Noticias

Conselho de Estado, entre a "anestesia geral" e a "baixa de temperatura".

Marcelo e Sócrates coincidiram na linguagem médica para caracterizar o Conselho de Estado que tem hoje lugar.

Mas enquanto o antigo primeiro-ministro do PS considera a reunião uma "anestesia geral" que pretende discutir problemas que não se encontram na agenda das preocupações dos portugueses – mais uma crítica contundente a Cavaco – Marcelo Rebelo de Sousa preferiu afirmar que a reunião serve para "baixar a temperatura" e "desdramatizar" o actual momento político.
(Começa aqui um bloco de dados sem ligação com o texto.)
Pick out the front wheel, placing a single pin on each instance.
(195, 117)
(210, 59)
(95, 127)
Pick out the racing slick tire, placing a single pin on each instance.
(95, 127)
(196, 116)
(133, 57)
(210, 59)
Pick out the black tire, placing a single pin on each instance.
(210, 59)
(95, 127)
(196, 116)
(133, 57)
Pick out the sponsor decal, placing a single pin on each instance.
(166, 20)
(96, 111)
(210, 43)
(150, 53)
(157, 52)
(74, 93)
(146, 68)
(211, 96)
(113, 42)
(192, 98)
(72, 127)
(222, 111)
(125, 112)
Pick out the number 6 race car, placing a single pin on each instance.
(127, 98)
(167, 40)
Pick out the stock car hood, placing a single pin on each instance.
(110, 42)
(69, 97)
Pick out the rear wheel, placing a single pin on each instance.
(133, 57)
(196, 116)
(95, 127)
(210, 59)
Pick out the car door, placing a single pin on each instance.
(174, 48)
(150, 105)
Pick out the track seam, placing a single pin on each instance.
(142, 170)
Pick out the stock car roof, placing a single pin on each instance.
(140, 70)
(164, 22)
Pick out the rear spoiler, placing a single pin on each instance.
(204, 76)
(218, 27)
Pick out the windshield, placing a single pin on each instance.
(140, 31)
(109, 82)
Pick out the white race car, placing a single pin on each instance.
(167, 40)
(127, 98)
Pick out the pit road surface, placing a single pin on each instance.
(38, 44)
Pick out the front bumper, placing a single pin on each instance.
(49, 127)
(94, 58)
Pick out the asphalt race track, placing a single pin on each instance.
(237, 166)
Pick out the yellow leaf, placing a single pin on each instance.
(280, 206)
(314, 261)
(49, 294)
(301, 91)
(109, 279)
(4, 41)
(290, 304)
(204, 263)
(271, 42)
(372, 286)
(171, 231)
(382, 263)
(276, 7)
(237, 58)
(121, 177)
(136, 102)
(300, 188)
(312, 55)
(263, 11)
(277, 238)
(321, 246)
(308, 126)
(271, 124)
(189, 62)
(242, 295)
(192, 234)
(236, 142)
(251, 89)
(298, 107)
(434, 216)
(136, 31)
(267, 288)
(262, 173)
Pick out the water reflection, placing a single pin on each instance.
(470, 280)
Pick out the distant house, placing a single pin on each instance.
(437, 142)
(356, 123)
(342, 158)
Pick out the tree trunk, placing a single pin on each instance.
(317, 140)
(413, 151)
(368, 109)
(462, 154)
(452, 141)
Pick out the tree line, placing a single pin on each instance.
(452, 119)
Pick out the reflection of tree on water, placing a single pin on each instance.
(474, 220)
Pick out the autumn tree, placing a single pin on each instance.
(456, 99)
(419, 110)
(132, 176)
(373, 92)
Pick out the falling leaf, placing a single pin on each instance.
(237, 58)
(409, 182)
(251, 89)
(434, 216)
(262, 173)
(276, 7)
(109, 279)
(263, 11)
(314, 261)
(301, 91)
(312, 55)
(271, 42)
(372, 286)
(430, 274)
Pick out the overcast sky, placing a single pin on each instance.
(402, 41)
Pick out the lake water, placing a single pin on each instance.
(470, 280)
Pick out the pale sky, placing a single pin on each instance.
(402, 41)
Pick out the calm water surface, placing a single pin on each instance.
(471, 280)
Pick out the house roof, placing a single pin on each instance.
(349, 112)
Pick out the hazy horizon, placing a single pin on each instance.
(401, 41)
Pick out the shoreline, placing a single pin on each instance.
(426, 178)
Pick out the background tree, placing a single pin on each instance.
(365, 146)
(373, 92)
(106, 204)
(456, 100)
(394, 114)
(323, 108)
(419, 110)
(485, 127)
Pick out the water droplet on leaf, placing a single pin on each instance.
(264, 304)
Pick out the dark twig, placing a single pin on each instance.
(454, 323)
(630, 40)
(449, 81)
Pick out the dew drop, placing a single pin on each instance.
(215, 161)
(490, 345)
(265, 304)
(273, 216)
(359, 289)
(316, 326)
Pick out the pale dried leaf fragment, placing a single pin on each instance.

Para José Sócrates, o Conselho de Estado é, nesta lógica, uma pura perda de tempo, dado que a agenda da reunião "deveria ter-se concentrado no que interessa aos portugueses". Marcelo parece querer ver mais longe que isso: "o Conselho de Estado serve para debater o pós-troika" e, nessa medida, para "lançar pontes para o PS". É que, recorda, quando a ‘troika’ sair do país, em Junho do próximo ano, o governo que estiver na altura em funções – seja este ou outro qualquer, lembrou – terá todos os problemas actuais em cima da mesa para solucionar: as dívidas, os défices, o desemprego, a falta de investimento.

Os dois comentadores convergiram, por outro lado, na análise do ‘momentus horribilis’ por que está a passar o ministro de Estado e dos Negócios Estrangeiros, Paulo Portas, no que tem a ver com a taxa sobre as pensões. Ou mais propriamente na margem que Portas (não) tem para aceitar a sua inscrição no próximo Orçamento.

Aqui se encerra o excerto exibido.